HMO vs. PPO

HMO vs. PPO

Many people ask the difference between HMO and PPO healthcare plans. Both products have been in the market for years because they satisfy different types of demands. Your demographic profile, risk factors, preferable healthcare plan, choice of lifestyle, and price range can help you determine whether you should choose HMO or PPO.

Health Maintenance Organization (HMO)

In general, if you want to manage your health in an one-stop shop, Health Maintenance Organization (HMO) is a preferable choice because:

  • You can see your family doctor, go to different floors to see specialists, and pick up your prescription in the same Kaiser building, where you go for your family doctor’s appointment.

  • Your primary doctor will manage your treatment plans and prescription by coordinating with other doctors and members in your medical team.

  • You do not have to deal with the medical bills after seeing the doctor because Kaiser employs and pays its own staff with your insurance premium.

"Your demographic profile, risk factors, preferable healthcare plan, choice of lifestyle, and price range can help you determine whether you should choose HMO or PPO."


Preferred Provider Organization (PPO)

Nevertheless, some demand for freedom while they decide which treatments are more suitable. If you prefer to manage your own treatment plan, find specialists in a broader network, and do not mind deal with the medical bills after receiving the medical services, you should consider to enroll in a Preferred Provider Organization (PPO) plan. Your PPO provider, usually a private payer, has built a national network of medical doctors that you can choose. However, since the prices of medical services and drugs are still not transparent these days, you will probably have difficulty to understand the amount you are obliged to pay.

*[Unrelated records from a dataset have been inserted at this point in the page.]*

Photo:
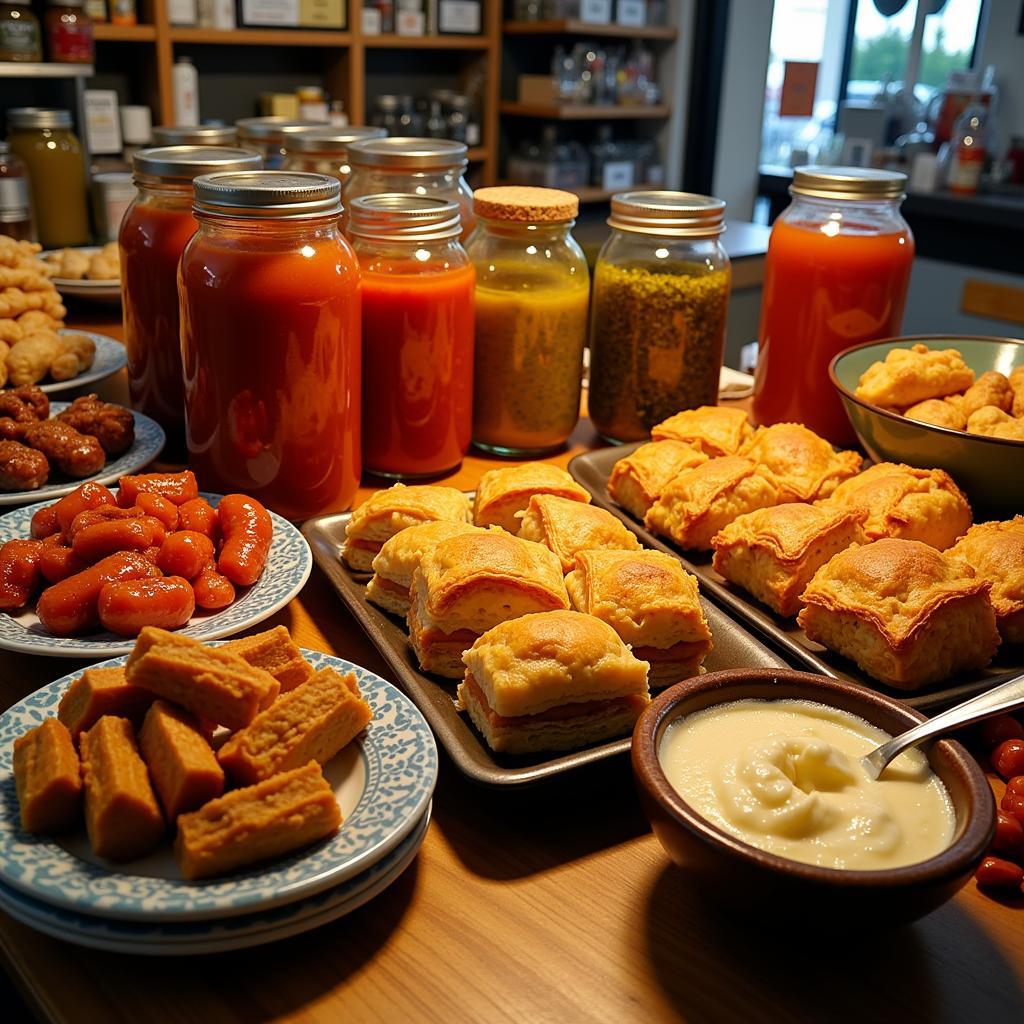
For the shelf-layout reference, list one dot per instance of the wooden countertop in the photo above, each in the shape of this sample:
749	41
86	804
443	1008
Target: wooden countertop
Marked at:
550	904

For every single medical service

  • Before you pay off your deductible:

Out-of-the-pocket = cost of service + copay

  • After you pay off your deductible and before the accumulation of total medical cost exceeds the maximum the payer agrees to pay:

Out-of-the-pocket = cost of service + copay - deductible - coinsurance


The out-of the pocket cost for every prescription refill is calculated in a similar way, excepts that the deductible is relatively small but can be significant after the payer has reimbursed with a certain amount of cost. For example, check out the famous Medicare “Donut Hole”, which is the Medicare Part D coverage gap, that CMS uses to stop paying for its Medicare member’s prescription after its initial coverage, until the accumulated amount of prescription hits to an extremely high level.

Nothing is more important to taking a good care of your health with affordable plans. It is always a good idea to discuss your wish and budgets with your loved ones, especially if you have dependent spouses and children.


Note:

  • Cost of service = the amount the provider (e.g. physicians, hospitals) demands you and your payer to pay together.

  • Deductible = the amount you have to pay before receiving the benefits from your healthcare plan. Deductible is renewed and recalculated in the beginning of every enrollment.

  • Copay = the fixed amount you have to pay before receiving the service.

  • Coinsurance = the parentage of medical services your payer is responsible for.